Темная волна. Лучшее 2 - стр. 37
Сашка млел от жары и распахнул полушубок, вслушиваясь в кисельные речи отца Паисия.
– Даже ты, Шеляга, ты жизнь повидал поболее остальных здесь. Должен вроде понимать, что к чему. Грязь людскую видел, мразь всякую, глупости повидал немало. Ты и глаза самого голода видел в тайге, смотрел в них, как в мои сейчас. Сколько лет прошло? Шесть или семь уже? Помнишь те глаза? Помнишь, что открылось в них? Помнишь, что вынес в себе оттуда?
Шеляга пошатнулся.
Он стоит на коленях в холодном сыром мху. Стылый воздух забирается под зипун, царапает немытое тело коготками. Кровь напитывает спутанную бороду. Кусок мяса в скрюченных пальцах, облепленный хвойными иголками, исходит паром. Сашка остолбенело смотрит, как наливается чернотой, скручивается в тугую спираль перед ним глухой еловый сумрак. А в этом сумраке, чужом и враждебном, загораются нездешним светом бездушные пустые буркала.
Кошмар, который он старательно забывал и заливал много лет подряд, топил, душил и выбивал из себя, соткался перед ним из загустевшего воздуха избы и осел на лице мокрой паутиной.
Отец Паисий плотоядно улыбнулся:
– То-то. Вижу – помнишь. Все помнишь, как вчера было. И волю знаешь, что за моей спиной стоит. Но и ты слепой стал от оседлости. Затупилось в тебе лезвие. Давали тебе нести то бремя, что я несу, да ты его не понял и сбросил, как змей шкуру. А теперь оно само сюда пришло, но лежит уже на моих плечах. Я тебя сожру. Ты, как никто другой должен понимать, что жизнь – не божий дар. А то, что вашу деревню постигло – не крестьянские пересуды и кривотолки. Все в жизни стоит на своих местах. А ваши горести, тяготы и судьбы – и подавно предрешены, заверены и неизбежны.
Шеляга почувствовал, как напиталась липким потом рубаха на спине.
Кровь стекает по слипшейся бороде, застывает на губах. Кусок мяса выпадает из рук на землю рядом с еще теплым телом. Темнота вокруг горящих глаз клубится, черными языками обтекает маленькие подрастающие елочки. Стелется по земле, подползая к Сашке и ко второму, который лежит рядом, еще не остывший.
Рукоять топора скользнула в дрогнувших пальцах.
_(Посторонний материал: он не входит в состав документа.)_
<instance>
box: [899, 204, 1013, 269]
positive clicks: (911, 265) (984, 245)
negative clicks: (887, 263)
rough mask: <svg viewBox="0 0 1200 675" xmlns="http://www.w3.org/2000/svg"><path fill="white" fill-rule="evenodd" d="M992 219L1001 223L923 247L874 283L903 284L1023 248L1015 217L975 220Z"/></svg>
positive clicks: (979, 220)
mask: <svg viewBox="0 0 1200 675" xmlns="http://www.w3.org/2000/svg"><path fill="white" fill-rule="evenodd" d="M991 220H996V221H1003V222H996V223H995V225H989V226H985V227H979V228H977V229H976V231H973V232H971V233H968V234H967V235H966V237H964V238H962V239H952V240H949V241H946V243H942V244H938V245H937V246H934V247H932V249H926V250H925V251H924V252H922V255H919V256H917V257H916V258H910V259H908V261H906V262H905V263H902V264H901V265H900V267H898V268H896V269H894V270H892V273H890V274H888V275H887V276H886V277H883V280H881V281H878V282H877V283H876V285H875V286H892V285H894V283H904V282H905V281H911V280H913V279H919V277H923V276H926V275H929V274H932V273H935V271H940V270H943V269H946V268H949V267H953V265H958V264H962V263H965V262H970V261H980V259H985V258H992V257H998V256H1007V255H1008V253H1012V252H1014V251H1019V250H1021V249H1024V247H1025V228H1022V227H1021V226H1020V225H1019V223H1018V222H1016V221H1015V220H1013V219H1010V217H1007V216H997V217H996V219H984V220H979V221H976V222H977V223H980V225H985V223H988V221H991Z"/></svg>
Он подался вперед и прошипел:
– Ну-ка повтори, тварь, что ты сейчас сказал?
Отец Паисий сощурился:
– Я сказал, что жребий ваш скорбен. И сказал, что сожру тебя. Сперва тебя, а потом и всех остальных, тех, кто прячется сейчас трусливо по жалким избенкам и чувствует даже сквозь стены то, что придет за ними. Так что сядь и поешь напоследок по-человечески.
Шеляга сделал шаг, поддел топором стол и отшвырнул его в сторону. Под ноги полетел горшок, бутыль с брагой разбилась, окропив валенки каплями. Сашка навис над отцом Паисием, неподвижно сидевшим на месте. Лезвие ножа прошло сквозь поповью бороду и упелось в горло. Отец Паисий поднял на Сашку насмешливые глаза.
В нос бьет запах прелой хвои и листьев. Запах древесной смолы и утренней таежной сырости. Запах тел людей и зверей, гниющих в таежной земле. Сумрак клубится, и стынет кровь в жилах и кровь на руках. Сашка кричит, но не слышит своего крика в пустом безмолвном лесу. Он вскакивает и бежит прочь, рвется сквозь подлесок, спотыкается, падает в ручей, поднимается, снова бежит, не разбирая дороги.
Шеляга стиснул зубы. Нож в руке едва уловимо дрогнул. Один вдох и…
Над головой зашуршало на занавешенных воронцах.